GM: Da qui l’esigenza di queste comunità di evolvere continuamente, cambiare forma per sfuggire ai tentativi di inglobamento e preservare la propria autonomia. Anche in questo senso parliamo di architettura utopica come spazio autonomo: si creano luoghi che restano concreti, abitabili, anche quando sono effimeri, temporanei, perché i corpi vivono attraverso gli spazi che creano e fare architettura è anche essere luogo.
GL: Utopico è l’ideale con cui il soggetto interpreta lo spazio. Questo nell’ottica di promuovere la diversità al di fuori dello spazio pubblico, che è costantemente soggetto al potere politico istituzionale e alle logiche di mercato. Noi usiamo sistemi spaziali e li trasformiamo in luoghi di incontro. Lì generiamo e accogliamo pratiche artistiche e immaginiamo modi di vivere alternativi. Come curatori ci preoccupiamo di evitare che una sola pratica diventi dominante.
A Taranto lavorate come Post Disaster Rooftop, perché parlare di rigenerazione urbana dai tetti?

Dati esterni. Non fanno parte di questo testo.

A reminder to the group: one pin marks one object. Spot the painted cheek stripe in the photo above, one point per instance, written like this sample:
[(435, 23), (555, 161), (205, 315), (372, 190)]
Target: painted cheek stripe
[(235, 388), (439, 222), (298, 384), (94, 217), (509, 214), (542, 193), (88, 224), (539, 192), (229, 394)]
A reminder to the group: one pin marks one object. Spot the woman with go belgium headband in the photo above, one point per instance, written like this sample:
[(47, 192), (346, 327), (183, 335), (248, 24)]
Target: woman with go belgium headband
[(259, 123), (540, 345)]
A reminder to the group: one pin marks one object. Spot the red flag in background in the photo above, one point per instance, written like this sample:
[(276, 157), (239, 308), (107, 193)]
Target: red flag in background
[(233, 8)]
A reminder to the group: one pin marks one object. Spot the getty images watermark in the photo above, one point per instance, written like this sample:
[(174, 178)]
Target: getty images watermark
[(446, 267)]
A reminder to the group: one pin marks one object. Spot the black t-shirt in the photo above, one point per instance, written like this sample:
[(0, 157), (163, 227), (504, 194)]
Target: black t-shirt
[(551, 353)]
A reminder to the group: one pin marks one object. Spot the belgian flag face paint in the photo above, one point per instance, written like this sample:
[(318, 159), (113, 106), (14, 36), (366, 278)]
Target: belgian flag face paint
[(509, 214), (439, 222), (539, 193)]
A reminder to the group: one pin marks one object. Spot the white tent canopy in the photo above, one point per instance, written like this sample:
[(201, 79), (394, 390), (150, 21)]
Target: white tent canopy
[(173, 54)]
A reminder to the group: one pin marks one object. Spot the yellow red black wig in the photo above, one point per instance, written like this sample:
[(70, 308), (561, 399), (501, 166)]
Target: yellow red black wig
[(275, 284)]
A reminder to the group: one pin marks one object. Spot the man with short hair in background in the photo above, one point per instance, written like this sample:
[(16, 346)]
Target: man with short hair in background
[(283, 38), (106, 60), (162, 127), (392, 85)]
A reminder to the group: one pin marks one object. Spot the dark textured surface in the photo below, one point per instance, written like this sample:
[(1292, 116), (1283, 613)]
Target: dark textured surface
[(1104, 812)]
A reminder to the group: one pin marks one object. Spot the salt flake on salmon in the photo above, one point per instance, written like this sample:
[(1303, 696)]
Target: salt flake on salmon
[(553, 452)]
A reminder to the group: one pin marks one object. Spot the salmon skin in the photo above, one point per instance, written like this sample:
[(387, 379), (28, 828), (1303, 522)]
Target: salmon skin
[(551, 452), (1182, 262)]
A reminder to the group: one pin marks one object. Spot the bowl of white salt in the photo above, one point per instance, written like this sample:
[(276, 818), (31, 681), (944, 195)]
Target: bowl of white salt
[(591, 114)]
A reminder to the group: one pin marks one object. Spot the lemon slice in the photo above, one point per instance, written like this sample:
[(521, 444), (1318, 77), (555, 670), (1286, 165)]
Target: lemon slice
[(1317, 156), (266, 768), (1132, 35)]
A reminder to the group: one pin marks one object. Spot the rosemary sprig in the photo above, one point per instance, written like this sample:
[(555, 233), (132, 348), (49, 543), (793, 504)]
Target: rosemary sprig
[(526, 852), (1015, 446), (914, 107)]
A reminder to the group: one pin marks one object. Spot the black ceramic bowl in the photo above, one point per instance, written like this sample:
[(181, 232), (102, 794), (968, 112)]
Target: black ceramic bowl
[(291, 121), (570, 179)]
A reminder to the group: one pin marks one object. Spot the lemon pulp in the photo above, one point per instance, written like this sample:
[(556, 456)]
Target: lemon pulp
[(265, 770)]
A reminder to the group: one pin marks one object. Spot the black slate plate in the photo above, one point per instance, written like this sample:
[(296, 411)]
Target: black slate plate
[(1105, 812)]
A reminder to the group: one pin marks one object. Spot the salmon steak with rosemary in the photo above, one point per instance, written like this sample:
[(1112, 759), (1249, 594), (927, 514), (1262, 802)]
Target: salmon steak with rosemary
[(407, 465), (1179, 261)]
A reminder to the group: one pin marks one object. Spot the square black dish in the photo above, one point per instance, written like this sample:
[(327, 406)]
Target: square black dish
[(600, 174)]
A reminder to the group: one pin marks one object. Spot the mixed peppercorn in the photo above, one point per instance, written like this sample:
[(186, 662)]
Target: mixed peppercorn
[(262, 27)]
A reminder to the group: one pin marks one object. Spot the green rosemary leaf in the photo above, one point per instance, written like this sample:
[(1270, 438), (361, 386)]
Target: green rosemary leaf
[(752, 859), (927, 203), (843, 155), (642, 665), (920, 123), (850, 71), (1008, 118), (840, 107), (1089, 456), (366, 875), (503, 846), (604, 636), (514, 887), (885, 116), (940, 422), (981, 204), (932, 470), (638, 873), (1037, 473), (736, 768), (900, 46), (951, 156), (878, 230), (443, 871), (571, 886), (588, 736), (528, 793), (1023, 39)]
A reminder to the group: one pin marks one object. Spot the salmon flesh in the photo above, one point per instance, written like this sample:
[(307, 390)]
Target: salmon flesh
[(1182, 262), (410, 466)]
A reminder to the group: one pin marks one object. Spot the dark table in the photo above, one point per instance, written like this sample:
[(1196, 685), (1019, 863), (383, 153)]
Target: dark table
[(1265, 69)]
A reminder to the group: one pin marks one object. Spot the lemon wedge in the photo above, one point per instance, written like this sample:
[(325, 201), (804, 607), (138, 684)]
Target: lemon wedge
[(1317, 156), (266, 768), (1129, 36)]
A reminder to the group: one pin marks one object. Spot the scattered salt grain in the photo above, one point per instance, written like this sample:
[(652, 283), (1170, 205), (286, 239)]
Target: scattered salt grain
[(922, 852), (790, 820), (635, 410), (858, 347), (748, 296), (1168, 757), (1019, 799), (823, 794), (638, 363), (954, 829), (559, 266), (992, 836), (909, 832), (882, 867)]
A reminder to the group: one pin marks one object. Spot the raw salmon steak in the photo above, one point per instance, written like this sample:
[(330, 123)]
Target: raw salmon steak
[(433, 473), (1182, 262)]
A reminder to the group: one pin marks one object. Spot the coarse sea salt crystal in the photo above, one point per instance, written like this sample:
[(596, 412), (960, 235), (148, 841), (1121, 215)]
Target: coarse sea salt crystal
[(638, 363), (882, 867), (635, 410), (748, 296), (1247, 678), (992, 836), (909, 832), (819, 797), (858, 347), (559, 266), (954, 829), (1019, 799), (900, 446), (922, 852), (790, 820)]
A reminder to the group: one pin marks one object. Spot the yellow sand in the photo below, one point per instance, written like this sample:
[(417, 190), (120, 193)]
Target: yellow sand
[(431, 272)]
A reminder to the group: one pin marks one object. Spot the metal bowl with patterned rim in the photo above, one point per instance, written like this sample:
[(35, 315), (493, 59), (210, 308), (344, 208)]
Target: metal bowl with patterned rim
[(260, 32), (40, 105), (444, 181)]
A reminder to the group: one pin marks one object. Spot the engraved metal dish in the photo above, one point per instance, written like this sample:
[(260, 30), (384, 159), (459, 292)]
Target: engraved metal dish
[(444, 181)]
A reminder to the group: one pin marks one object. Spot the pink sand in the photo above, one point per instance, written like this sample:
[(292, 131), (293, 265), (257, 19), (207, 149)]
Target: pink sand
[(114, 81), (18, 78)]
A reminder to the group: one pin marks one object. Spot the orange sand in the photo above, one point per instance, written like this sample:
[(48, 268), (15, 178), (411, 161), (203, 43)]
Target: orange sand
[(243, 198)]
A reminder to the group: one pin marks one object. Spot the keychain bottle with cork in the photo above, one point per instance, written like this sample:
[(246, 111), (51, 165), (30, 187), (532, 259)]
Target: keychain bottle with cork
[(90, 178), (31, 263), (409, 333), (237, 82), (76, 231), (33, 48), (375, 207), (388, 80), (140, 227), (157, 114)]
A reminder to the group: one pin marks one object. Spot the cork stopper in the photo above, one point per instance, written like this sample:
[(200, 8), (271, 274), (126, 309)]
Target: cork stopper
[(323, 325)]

GL: Saliamo sui tetti perché parlare di rigenerazione urbana da una piazza è molto più complesso, inevitabilmente si lega a dinamiche istituzionali, il dibattito si codifica e rischia di perdere di contenuto. Il tetto è un luogo più difficile da inquadrare, definire se sia spazio pubblico o privato. Con Post Disaster trasformiamo il tetto in un movimento collettivo temporaneo e la cui natura è per forza transitoria, perché se si stabilizzasse, finirebbe per essere normato e perderebbe quell’autonomia che ora ne legittima l’esistenza come luogo del confronto.
Avete definito l’arte uno strumento per sovvertire l’apparente armonia capitalista, secondo voi questo principio può guidare anche i processi di rigenerazione urbana, per evitare, in un quartiere come questo, il mero rebranding fondato sui principi estetici dell’immaginario medio-borghese?
GL: Credo che la rigenerazione urbana sia per forza uno strumento di gentrificazione, il punto è capire in che direzione va questo processo. Diversità resta il concetto chiave: la rigenerazione tende spontaneamente a omogeneizzare lo spazio, stabilendo, sulla base di un certo principio estetico, come un quartiere deve e non deve essere, cosa è giusto e cosa è sbagliato fare. In questa definizione ovviamente hanno un peso decisivo le esigenze del mercato, che spingono in una direzione piuttosto che in un’altra. Per scardinare questo meccanismo servono pratiche culturali prima ancora di modellare lo spazio. Per questo noi scegliamo i tetti, perché sono spazi che nascono in seguito a una pratica culturale, ne sono il prodotto, e non la precedono. Attuiamo un processo che parte dal soggetto e non gli chiede di adeguarsi.
GM: Idealmente sì, quello però a cui prestiamo molta attenzione è la strumentalizzazione che anche di progetti come il nostro può essere fatta. È molto facile essere cannibalizzati e inseriti all’interno di frame riconosciuti. Spesso ci si riferisce a quello che facciamo come “rigenerazione urbana a base culturale”, va bene, il punto però è che per noi ridisegnare lo spazio urbano, sovvertire l’apparente armonia, significa cambiare, attraverso le pratiche culturali, il set di regole su cui si fonda, di norma, il processo di rigenerazione. Ciò che facciamo è cercare di modellare i margini di comprensione della rigenerazione, proprio perché questa non sia un’azione esclusivamente di facciata.